Tony Cheney Cosmology
Frank Close, Ruth Gregory et al talk about re-creating the conditions of the "big bang" in the LHC, but they are not really doing that, they are "only" reaching the energies involved, but they are leaving out the effect of the massive gravitational fields existing then - after all, the whole mass of the universe was compressed into the early volume - and we know from Einstein that massive gravitational fields have an effect on space and time. Surely this will have time dilation effects on particle formation that don't seem to be taken into account.

Anti-matter: Robert Gore
Well done Melvin, you got in THE killer question and boggled the experts in their tracks. If matter and anti-matter were produced in equal amounts and annihilate immediately why didn't everything disappear right at the beginning? The explanation of tiny asymmetries and flaws in the Laws of Nature seemed to add up to little more than, 'dunno mate'. Strip away the fancy terms, and we are left with a number of profound mysteries. Where did the anti-matter go? Why is the annihilation field between the twin universes of matter and anti-matter not visible, if there, and just exactly what is dark matter and dark energy?We need much more public discussion about all of these topics, because we are in a mediaeval phase in which at the heart of science there is trust and faith and hope and speculation and beauteous mathematical embroidery, but not enough facts. The wonders of science, which are undeniable in terms of incredible products and effects and domestic understandings, like all the other religions, are predicated dreams.We have used science to destroy religion, and have created a society without rules and without a secure founded ethical basis, but now science is turning into a religious belief system itself.Interesting sequel after last week's program in which Socrates was famous for bothering people in the Market Place with seemingly innocent questions that uncovered deep inconsistencies and confusions!

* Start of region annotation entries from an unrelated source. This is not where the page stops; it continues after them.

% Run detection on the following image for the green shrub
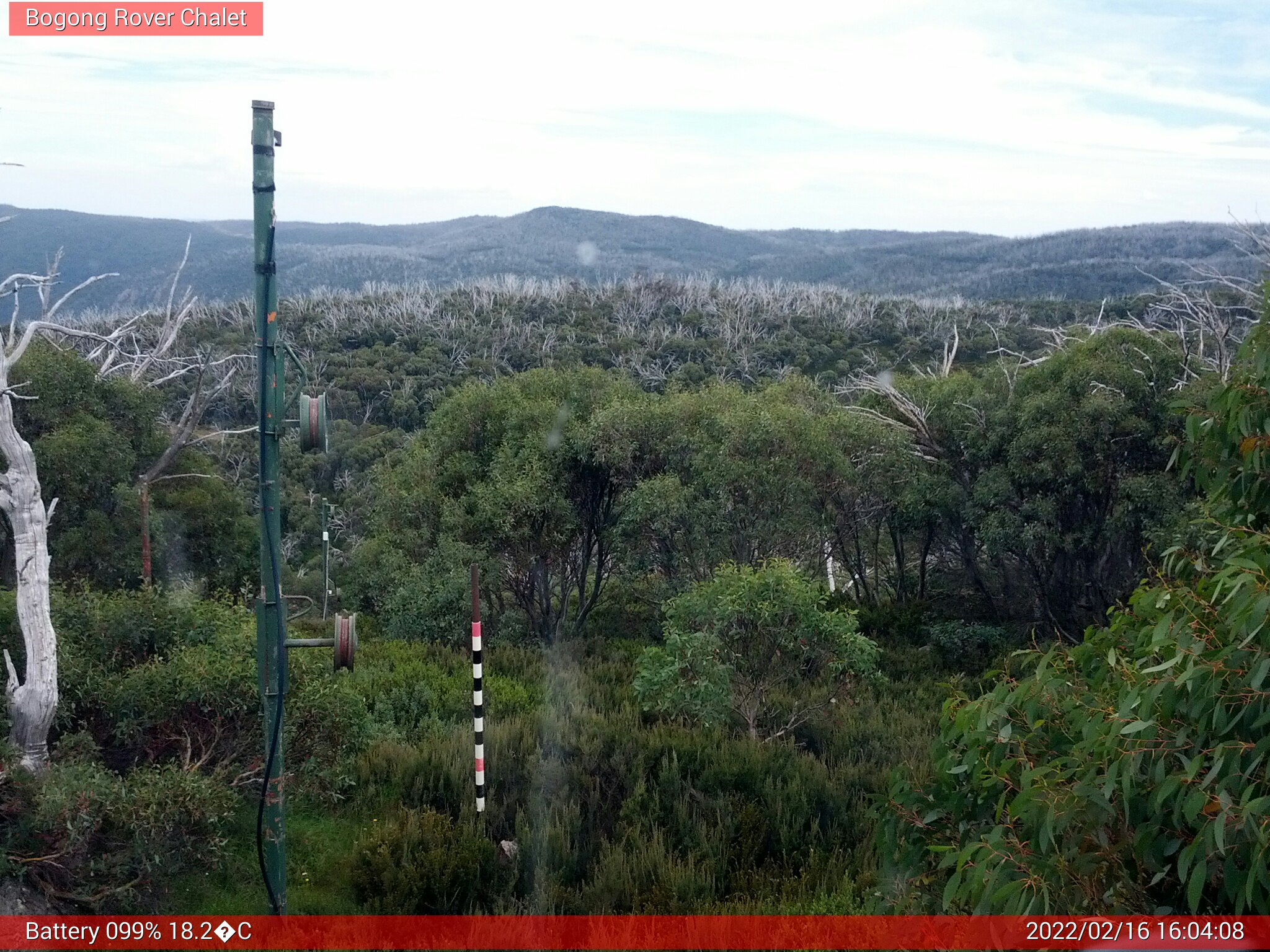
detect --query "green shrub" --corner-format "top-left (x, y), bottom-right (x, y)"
top-left (354, 810), bottom-right (498, 915)
top-left (5, 760), bottom-right (239, 909)
top-left (926, 620), bottom-right (1010, 671)
top-left (880, 317), bottom-right (1270, 914)
top-left (634, 558), bottom-right (877, 739)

Mike Wells - antimatter & the origin of the univer
Very interesting - BUT!! No mention of gravity, how it may have been acting or affecting in the "beginning" - its a weak force but at intra atomic distances may be considerable - does gravity of antimatter differ from that of matter? I feel that this should have been considered by the commentators & that Melvin may have missed an opportunity to really provoke some more interesting discussion.